Now, my authority is Christ, and as one lives like Him that gives authority. If a leader is not living as Christ lives, he, or she does not have authority in anyone's life, not ever. So, that limits the amount of people that I view with authority, I can count them on one hand. I will say one of them is the person that presented me with the statement in the first place, saying I did not respect authority. People grow, people change. I know I have.
My journey has shown me though that just because a church makes someone a leader, does not mean that they have authority. That person needs to live a life that shows themselves worthy of leadership, and worthy of being followed. They need to practice what they preach. Integrity, no masks, honesty, rest, accepting God's grace, forgiveness, etc...
Can I do this? I am leading women, I am speaking into hearts, facilitating classes, forming relationships. And, as I write this, I feel like I am walking a line, because I want to tell truth, reveal my life for what it is, be real and honest with integrity and honor, stand before God with purity of heart knowing that I can do nothing without Him and I must always stand before Him open and waiting. I don't have any of the answers, but I do have a lot of questions.

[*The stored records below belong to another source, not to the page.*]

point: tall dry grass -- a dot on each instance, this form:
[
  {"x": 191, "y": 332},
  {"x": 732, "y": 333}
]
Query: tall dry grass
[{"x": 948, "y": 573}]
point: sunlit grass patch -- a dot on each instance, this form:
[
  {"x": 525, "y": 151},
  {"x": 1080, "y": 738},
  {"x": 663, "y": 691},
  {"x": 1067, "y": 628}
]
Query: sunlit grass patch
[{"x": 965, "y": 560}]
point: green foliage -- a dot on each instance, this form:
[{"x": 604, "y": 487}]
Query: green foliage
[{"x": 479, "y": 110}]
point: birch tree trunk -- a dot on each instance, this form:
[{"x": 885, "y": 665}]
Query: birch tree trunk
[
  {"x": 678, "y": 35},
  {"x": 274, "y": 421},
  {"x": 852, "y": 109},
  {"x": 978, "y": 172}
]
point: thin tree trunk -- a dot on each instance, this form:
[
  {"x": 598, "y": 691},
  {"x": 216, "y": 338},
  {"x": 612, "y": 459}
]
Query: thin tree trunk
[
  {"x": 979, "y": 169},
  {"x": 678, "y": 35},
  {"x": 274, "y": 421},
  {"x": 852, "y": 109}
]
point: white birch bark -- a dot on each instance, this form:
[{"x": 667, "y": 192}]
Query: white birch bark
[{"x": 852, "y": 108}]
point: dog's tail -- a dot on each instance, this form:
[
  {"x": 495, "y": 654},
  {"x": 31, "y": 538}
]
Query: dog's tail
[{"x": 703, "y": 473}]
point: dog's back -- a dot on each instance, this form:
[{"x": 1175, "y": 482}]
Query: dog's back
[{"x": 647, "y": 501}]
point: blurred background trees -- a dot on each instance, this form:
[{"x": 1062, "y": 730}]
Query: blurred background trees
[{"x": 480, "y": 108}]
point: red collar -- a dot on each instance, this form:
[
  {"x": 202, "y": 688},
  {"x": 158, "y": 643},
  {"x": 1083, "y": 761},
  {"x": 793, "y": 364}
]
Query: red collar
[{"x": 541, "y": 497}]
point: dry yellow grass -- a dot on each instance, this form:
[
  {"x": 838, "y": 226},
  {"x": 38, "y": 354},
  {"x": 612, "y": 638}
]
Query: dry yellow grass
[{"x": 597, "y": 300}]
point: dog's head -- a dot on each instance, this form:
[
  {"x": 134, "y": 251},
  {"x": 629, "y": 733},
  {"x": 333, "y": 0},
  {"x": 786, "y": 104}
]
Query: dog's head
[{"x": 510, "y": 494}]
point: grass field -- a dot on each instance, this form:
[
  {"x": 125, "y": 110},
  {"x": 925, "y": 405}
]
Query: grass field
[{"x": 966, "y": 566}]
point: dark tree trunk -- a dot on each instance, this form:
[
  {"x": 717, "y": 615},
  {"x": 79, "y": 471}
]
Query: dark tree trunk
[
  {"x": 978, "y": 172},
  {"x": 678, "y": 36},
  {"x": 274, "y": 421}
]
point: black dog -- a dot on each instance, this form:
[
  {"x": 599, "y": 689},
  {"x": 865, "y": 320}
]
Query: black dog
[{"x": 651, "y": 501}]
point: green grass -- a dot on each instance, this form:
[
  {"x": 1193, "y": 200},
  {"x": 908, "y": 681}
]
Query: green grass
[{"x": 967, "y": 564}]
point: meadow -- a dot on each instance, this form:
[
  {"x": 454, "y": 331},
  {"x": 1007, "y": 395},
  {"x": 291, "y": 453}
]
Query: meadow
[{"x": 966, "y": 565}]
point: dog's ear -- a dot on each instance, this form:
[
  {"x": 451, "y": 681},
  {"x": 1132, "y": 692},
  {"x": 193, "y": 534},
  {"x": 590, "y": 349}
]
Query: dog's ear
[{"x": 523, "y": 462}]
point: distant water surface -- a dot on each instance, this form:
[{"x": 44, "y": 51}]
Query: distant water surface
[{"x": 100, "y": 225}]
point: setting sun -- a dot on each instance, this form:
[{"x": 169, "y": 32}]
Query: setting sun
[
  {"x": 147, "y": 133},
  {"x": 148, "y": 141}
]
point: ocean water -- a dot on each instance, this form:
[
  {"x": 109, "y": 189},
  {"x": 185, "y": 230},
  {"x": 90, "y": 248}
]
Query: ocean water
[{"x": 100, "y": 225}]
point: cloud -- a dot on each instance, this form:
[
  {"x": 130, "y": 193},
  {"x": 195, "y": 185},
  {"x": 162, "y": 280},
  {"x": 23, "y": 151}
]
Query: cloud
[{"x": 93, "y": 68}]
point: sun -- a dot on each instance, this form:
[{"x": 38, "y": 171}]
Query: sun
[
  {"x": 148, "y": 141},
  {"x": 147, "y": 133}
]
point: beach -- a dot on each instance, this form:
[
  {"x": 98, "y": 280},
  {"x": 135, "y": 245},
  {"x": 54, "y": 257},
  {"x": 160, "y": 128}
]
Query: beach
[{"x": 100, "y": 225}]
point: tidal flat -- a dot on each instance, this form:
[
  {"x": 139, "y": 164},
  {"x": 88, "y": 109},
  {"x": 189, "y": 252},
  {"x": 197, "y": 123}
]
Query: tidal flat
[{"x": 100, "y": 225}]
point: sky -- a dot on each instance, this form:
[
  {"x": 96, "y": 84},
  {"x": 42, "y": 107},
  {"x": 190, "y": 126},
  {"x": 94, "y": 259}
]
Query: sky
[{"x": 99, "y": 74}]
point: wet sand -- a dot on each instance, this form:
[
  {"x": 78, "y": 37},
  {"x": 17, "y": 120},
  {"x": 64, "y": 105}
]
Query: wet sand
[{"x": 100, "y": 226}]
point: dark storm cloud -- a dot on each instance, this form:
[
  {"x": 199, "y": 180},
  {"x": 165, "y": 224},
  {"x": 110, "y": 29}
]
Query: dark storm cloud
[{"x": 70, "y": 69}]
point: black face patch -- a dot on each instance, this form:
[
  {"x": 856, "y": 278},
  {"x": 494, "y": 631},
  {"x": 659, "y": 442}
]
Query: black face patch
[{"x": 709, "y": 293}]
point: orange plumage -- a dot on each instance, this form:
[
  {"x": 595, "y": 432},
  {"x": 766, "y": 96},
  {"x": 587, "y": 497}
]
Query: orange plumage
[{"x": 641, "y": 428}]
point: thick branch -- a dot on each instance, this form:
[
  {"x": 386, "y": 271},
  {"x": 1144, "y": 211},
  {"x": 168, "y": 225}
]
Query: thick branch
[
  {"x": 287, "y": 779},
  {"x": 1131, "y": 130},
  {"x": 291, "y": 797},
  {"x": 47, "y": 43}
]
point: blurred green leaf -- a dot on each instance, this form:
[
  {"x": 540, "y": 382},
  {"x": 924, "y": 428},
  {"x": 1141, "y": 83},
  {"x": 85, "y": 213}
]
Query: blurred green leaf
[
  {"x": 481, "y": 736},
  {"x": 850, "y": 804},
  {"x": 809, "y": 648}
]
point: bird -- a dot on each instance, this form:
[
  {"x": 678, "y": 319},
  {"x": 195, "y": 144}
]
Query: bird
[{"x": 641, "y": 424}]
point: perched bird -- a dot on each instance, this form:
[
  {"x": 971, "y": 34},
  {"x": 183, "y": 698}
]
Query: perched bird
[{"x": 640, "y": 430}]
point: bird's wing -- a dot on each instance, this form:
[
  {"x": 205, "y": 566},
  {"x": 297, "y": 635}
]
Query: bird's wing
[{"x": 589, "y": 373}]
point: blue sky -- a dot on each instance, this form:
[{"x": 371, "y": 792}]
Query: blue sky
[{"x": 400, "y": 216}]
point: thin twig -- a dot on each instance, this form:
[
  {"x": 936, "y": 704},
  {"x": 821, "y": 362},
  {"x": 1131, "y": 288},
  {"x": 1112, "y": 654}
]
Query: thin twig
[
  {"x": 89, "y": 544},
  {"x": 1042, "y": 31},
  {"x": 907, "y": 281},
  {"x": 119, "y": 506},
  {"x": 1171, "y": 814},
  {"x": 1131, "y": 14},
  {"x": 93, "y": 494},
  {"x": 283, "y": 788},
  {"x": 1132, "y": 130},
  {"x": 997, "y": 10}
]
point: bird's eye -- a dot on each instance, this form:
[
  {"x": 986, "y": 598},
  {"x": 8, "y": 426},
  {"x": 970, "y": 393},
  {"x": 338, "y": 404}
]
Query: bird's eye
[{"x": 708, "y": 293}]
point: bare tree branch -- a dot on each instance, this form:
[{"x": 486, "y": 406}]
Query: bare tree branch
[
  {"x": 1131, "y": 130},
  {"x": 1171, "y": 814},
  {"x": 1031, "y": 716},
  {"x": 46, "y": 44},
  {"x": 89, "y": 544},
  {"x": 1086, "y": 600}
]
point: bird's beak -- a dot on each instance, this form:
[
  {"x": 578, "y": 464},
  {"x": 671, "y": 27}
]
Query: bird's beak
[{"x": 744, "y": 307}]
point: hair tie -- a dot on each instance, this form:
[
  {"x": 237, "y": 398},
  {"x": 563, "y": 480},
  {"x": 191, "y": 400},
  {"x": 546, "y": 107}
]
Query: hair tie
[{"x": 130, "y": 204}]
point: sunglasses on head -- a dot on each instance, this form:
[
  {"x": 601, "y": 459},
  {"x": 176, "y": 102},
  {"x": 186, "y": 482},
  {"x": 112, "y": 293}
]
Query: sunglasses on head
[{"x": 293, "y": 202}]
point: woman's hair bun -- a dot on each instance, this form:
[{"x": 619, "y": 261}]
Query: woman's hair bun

I know who has the answers. I know who is wisdom, discernment, knowledge, and understanding. It is God. I know that I can lean on His understanding and He will guide me through. And, I know that He has taken me on a journey this past year that I can look back on and sigh with exhaustion. I can call it a bazaar journey with so many lessons that has had a web of people, lessons, pain, and healing. I have ended up in a place far different than I ever imagined, far better, and yet still not fully settled.
God has asked me to trust His Body, He asked me that years ago, and He has given me a network of very trustworthy friends. Then, He showed me that not all of His Body is trustworthy. I found that to be a hard lesson. He has asked me to fully depend on Him and to give my family to Him, then challenged me by exposing my son to someone I do not trust. God is God, and I am not, He is mighty, and I am not! God works wonders, I do not. It is all about God.
So, as I ramble in this post to the bloggers out there, and commit again to being open and real in my life. I challenge each and every one of you to do the same. Walk the walk, talk the talk, look for the person whose authority is Jesus. Say That Again, Jesus, You are my Authority, now, tomorrow, and always.